Congresso: novas técnicas.

Formas de reduzir o sofrimento, o tempo de recuperação e as cicatrizes deixadas por uma cirurgia plástica estão sendo discutidas, desde ontem, no Hotel Bourbon, em Curitiba. O Congresso Brasileiro de Videoendoscopia em Cirurgia Plástica e de Procedimentos Mínimos Invasivos está debatendo, até amanhã, novas técnicas para tornar tais cirurgias mais rápidas, mais seguras e menos traumáticas.

?Temos que lembrar que 50% das operações plásticas realizadas no Brasil são reparatórias. O trauma de uma vítima de câncer que tem de reconstruir uma mama, ou de um queimado que tem de fazer uma cirurgia de face já são enormes. Se pudermos reduzir e esconder as cicatrizes e diminuir o tempo de recuperação, reduziremos, conseqüentemente, esse sofrimento?, argumentou a presidente do congresso Ana Zulmira Diniz Badim. ?O Brasil já é mundialmente conhecido pelas cirurgias estéticas. Somos os melhores do mundo em implantes de mama, lipoaspiração, entre outros procedimentos, precisamos utilizar essa capacidade também nas cirurgias reparadoras?, acrescentou.

As cirurgias reparadoras têm por finalidade corrigir várias formas de mutilação, tumores, doenças genéticas ou traumas, através de procedimentos que não agridem o paciente, exigem pouco tempo de internação e, por isso, reduzem os riscos de infecção hospitalar.

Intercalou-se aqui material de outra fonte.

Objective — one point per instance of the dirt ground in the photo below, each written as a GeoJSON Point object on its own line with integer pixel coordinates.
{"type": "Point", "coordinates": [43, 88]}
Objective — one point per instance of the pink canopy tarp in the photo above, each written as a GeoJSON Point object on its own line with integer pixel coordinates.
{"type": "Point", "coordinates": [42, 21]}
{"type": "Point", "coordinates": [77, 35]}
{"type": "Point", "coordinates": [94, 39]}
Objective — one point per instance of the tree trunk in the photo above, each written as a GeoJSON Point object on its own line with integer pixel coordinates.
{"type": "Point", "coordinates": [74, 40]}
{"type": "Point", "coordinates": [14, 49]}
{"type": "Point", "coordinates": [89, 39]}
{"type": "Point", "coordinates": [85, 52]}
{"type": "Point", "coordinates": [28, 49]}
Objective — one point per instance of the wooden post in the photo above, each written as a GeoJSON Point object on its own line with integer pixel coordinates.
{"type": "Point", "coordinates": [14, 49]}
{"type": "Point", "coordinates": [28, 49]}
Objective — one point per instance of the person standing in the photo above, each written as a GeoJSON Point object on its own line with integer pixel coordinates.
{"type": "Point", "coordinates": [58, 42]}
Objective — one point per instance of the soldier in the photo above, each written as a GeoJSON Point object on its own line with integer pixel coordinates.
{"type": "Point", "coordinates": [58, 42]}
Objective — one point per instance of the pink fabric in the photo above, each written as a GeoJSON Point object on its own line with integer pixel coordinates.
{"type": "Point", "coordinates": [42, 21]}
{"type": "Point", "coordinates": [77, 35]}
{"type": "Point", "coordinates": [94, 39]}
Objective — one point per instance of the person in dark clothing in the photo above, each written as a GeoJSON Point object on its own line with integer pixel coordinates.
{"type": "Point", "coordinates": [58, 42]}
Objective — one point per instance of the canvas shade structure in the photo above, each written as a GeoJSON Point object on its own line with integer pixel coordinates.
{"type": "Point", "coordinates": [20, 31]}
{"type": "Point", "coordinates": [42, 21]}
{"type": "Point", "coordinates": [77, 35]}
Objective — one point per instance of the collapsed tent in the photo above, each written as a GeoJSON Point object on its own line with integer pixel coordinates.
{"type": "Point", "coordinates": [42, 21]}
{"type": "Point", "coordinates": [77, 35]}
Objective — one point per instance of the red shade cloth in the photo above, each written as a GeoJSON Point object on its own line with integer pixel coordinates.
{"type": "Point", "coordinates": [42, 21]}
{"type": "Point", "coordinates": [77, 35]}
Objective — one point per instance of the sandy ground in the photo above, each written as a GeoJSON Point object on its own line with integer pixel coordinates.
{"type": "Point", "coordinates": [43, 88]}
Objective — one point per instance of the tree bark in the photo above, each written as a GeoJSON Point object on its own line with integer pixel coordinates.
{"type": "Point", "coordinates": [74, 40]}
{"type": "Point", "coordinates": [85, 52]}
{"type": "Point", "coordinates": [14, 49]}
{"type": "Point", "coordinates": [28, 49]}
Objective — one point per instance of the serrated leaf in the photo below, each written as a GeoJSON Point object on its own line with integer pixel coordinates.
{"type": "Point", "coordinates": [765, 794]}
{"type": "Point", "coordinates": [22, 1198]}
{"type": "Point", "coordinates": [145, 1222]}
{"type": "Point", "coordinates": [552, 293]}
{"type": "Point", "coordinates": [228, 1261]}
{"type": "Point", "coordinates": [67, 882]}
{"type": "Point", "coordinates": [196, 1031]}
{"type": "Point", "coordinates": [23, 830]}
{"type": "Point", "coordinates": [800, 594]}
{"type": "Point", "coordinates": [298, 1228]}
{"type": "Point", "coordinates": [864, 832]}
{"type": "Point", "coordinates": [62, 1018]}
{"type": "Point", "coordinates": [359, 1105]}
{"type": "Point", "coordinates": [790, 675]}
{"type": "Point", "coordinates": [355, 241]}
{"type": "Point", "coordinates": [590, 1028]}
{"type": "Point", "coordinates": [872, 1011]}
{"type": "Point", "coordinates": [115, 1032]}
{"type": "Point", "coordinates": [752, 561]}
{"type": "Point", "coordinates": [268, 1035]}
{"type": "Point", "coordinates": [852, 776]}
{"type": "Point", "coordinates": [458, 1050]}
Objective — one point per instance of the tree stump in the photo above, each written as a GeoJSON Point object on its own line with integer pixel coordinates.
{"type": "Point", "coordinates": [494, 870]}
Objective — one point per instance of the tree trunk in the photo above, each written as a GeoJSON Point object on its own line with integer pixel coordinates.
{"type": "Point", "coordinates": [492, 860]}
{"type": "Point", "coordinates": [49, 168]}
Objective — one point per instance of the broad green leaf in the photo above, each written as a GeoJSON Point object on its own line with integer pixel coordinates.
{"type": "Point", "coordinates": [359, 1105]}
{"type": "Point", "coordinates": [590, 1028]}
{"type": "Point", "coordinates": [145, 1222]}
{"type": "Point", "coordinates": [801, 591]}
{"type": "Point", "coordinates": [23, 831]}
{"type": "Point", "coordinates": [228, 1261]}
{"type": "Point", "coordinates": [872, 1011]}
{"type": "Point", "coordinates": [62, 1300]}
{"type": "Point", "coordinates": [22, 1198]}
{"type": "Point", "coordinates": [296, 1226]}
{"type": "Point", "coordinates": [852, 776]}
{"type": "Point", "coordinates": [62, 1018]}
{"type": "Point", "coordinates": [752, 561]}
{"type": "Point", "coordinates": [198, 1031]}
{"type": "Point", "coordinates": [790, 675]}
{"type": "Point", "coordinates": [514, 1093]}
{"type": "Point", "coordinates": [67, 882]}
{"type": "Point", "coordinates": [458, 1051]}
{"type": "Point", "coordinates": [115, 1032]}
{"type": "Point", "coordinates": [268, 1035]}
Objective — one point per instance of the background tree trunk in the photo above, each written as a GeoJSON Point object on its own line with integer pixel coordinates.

Ana explicou que, com a utilização da videoendoscopia, equipamento de vídeo que é inserido ao organismo e produz uma imagem até 8 vezes maior que a real, já é possível fazer cirurgia de face com três pequenas incisões no couro cabeludo, ou reconstruir uma mama a partir de um corte na axila. ?Além de a cicatriz ficar escondida, na cirurgia de mama, por exemplo, a paciente já poderá sair dirigindo?, comentou.

Campanha

Durante o evento, a Sociedade Brasileira de Cirurgia Plástica (SBCP) também está lançando a campanha educativa ?Primeira Consulta?, cujo objetivo é orientar a população que, o sucesso de todo o tratamento depende da conversa inicial com o médico. A SBCP orienta que, além de se informar sobre as competências do médico, é fundamental que o paciente use a primeira consulta para se informar sobre os riscos, resultados e cuidados que deve tomar durante o tratamento, cabendo ao médico prestar todas essas informações e, ainda, instruir sobre a possibilidade de algum tratamento alternativo à cirurgia.